"Dead End" Jobs, A Slight Return
Today was an incredibly horrible day weather-wise. Having grown up in the Pacific Northwest, I am used to overcast weather and heavy rain. Today, though, was something special and deserves some mention before getting on with the two happy points of my post. It didn't just rain, it hammered down. It was an extended thundershower without the thunder and lightening. People were hammered by by heavy gauge nails of H2O. The city was blanketed in sheets of rain. Cats and dogs, etc. And it just didn't let up. Sewer lines (they just had to be) were overflowing and foul, brown water was running in the street in some areas. Eventually it slackened, but the rain didn't let up and the down pour would return. All that was missing was a guy and his family herding in all the animals into some big boat two by two.
It was in this weather that I proceeded to the apartment I was applying for. I was dropping off my application and deposit. Little did I know, that the manger had already decided to rent me the suite. It is a bachelor suite on the 4th floor of a building from the 1920's or 1930's. Hard wood floors, huge tub, no shower and a ceiling fan. (a necessity here in summer) So I finally get to live that bohemian lifestyle I wanted when I was in my 20's.
The added bonus is that it is just north of the city centre and a five minute (or less if they let me take a short cut through Emergency) from my new job at City Hospital. I am now a probationary employee of the Health Region working as a Diener. The word "diener", as I just found out, is German for "servant" and is an abbreviation of the German term "Leichendiener". Leichendiener literally means, corpse servant. Other regions use the terms Morgue Attendant, Pathologists Assistant or Autopsy Technician to describe my job. As such it is my job to assist around the morgue and the Pathology Department in a number of ways - and yes that includes cleaning the "client" and prepping him or her for viewing by relatives.
Can I really do this job? I hope so, but truthfully I am not 100%. I have never been the kind of person who actually hunts down autopsy photos to view, I'm just not that morbid. The woman who hired me was a bit ambivalent on the phone and deservedly so. It isn't easy work. Despite a decent enough wage, I am being underpaid. But then the way I see it is that the majority of us are being underpaid today, skilled labour or not. However, I am running out of options and need this job to pay down my loans in order to return to school full time and get my teaching certificate.
However, I have always been interested and fascinated with human anatomy and am excited by the fact that I can actually see our inner workings, well, in the flesh. Aside from some potentially grizzly and saddening things that I will see, we are flesh, blood, hair, bone and organs. We will all die and potentially end up on the slab to be dissected if our deaths' warrant it. Death is a part of life, I will just get to see it very up close and personal. At least this how I am trying to steel myself before starting the job. (after the criminal check)

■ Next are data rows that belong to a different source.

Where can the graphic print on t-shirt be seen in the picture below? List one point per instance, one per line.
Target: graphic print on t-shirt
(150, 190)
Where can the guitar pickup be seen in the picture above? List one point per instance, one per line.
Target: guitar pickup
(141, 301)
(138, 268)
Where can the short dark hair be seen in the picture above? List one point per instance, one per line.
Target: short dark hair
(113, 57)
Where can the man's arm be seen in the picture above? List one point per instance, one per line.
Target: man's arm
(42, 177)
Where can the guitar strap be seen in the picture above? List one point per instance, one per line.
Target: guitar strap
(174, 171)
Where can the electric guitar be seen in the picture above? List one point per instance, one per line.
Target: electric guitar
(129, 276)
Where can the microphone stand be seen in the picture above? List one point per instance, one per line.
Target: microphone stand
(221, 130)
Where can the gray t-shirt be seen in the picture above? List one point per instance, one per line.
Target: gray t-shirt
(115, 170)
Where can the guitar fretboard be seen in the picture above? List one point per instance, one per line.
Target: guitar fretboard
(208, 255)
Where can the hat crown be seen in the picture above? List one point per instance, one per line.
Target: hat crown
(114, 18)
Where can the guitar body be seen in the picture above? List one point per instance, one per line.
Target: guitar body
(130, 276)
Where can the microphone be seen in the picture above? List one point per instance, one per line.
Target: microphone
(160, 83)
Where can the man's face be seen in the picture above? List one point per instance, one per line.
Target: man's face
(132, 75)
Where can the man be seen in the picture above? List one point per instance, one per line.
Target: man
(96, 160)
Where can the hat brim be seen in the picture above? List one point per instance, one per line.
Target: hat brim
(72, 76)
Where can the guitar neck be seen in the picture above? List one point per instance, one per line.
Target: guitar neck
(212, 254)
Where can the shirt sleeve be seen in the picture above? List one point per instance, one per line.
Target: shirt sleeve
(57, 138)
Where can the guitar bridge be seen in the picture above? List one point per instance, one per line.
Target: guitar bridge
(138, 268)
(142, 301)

My jobs in security have led me to work around the living dead, with people who have given up. It is pretty hard on a person to walk in on a mother (about 45) with her two adult children (mid and early twenties) chopping up heroin to smoke in a parkade stairwell. Or to walk in on a junkie, stark naked and masturbating with a dildo after having shot up. Or to have to arrest and detain some guy who has been wanking in the change rooms while spying on people as the they try on clothes. Watching a person deteriorate over time, losing more of their mind and their soul as their addiction grows. Watching them wither away from Hep. C and AIDs. Or to have those same people threaten you with a needle just because. Some of these people are actually quite likeable and you develop a raport with them, making it that much harder because you can't just simply write them off as a scum. They are no longer just the "other".
I had other aspirations, other aims. They never worked out. So I am here. I don't regret it at this time, though. I have never been afraid of difficult jobs, just unrewarding, unsatisfying and pointless jobs - jobs that only seem to exist to keep people employed. Hopefully I am not writing here in a few weeks stating that I couldn't handle it. However, my friend Elijah made a good point when I called him today - "Well as long they aren't talking to you or eating brains, it should be okay." Amen to that.